Aber wenn man sieht, wie die „Leistungsträger“ unter den Privatleuten und die kleinen wie mittleren Unternehmer steuerlich ausgebeutet sowie mit immer mehr gesetzlichen und bürokratischen Zumutungen leistungszerstörerisch überzogen werden, wäre es weit vernünftiger, das „wirtschaftliche Potential im Interesse aller“ gerade bei ihnen zu stärken: durch weniger Gesetze, weniger Bürokratie, geringere Steuerlast. Hier sitzen die potentiellen FDP-Wähler. Bei ihnen verliert die kleine Regierungspartei mehr und nachhaltiger, als sie bei den Überschuldeten wohl zu gewinnen trachtet. Aber was kümmert die FDP noch ihre Stammklientel. Die verrät sie schon lange und immer mehr.

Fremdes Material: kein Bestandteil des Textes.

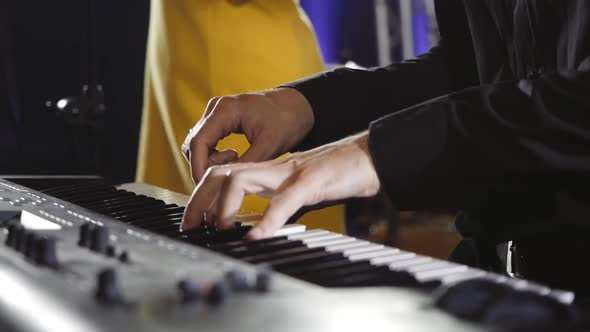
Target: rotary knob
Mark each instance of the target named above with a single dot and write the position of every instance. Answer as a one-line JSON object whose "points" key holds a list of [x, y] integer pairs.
{"points": [[45, 252], [107, 287], [189, 291], [84, 236], [99, 240]]}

Doch schwer wiegt auch dies gegen die neue „Restschuldbefreiung“: Wer weiß, daß er schon nach drei Jahren seinen Gläubigern eine Nase drehen kann, und zu jenen Zeitgenossen gehört, die auf Pump zu leben geneigt und gewohnt sind, wird das Vorhaben als Geschenk des Himmels begreifen. Kurz gesagt: Diese Neuregelung ist staatliche Verführung zum Schuldenmachen. Schlimm genug ist ohnehin schon, daß der Staat sich selbst hemmungslos immer tiefer verschuldet – die im Grundgesetz verankerte „Schuldenbremse“ hat die Bewährung in der politischen Praxis erst noch vor sich – aber daß er nun auch noch seine Bürger ermuntert, es ihm gleichzutun, ist ein starkes Stück.

Um die Zahlungsmoral ist es ohnehin nicht gut bestellt. Die Opfer sind wieder die Gläubiger: Lieferanten, Händler, Vermieter oder Handwerker. Und wenn sie es schaffen, diese zusätzliche Belastung auf ihre übrigen Kunden umzulegen, sind Opfer die Endverbraucher. Nicht der darf gestützt werden, der mit seinem Geld nicht auskommt. Es ärgert und entmutigt alle anderen, die es schaffen und die mit solchen Regelungen noch stärker in die Staatsverdrossenheit getrieben werden. Der Staat setzt die Anreize wieder einmal falsch.

Da nützt es auch wenig, wenn Leutheusser-Schnarrenberger einschränkend sagt: „Die Beschleunigung der Restschuldbefreiung kann es nicht zum Nulltarif geben. Es muß gezielte Anreize geben, möglichst viele Schulden zu begleichen, damit die beschleunigte Restschuldbefreiung auch im Interesse der Gläubiger ist. Mein Vorschlag ist, eine Restschuldbefreiung nach drei Jahren nur zu ermöglichen, wenn in dieser Zeit die Verfahrenskosten und ein bestimmter Anteil der Schulden beglichen werden.“ Zu denken sei an eine Quote von etwa einem Viertel. Erfülle der Schuldner diese Voraussetzungen nicht, solle es wie bisher erst nach sechs Jahren zur Restschuldbefreiung kommen. Aber das sind magere Voraussetzungen, Schuldenmacher werden sie schnell einplanen.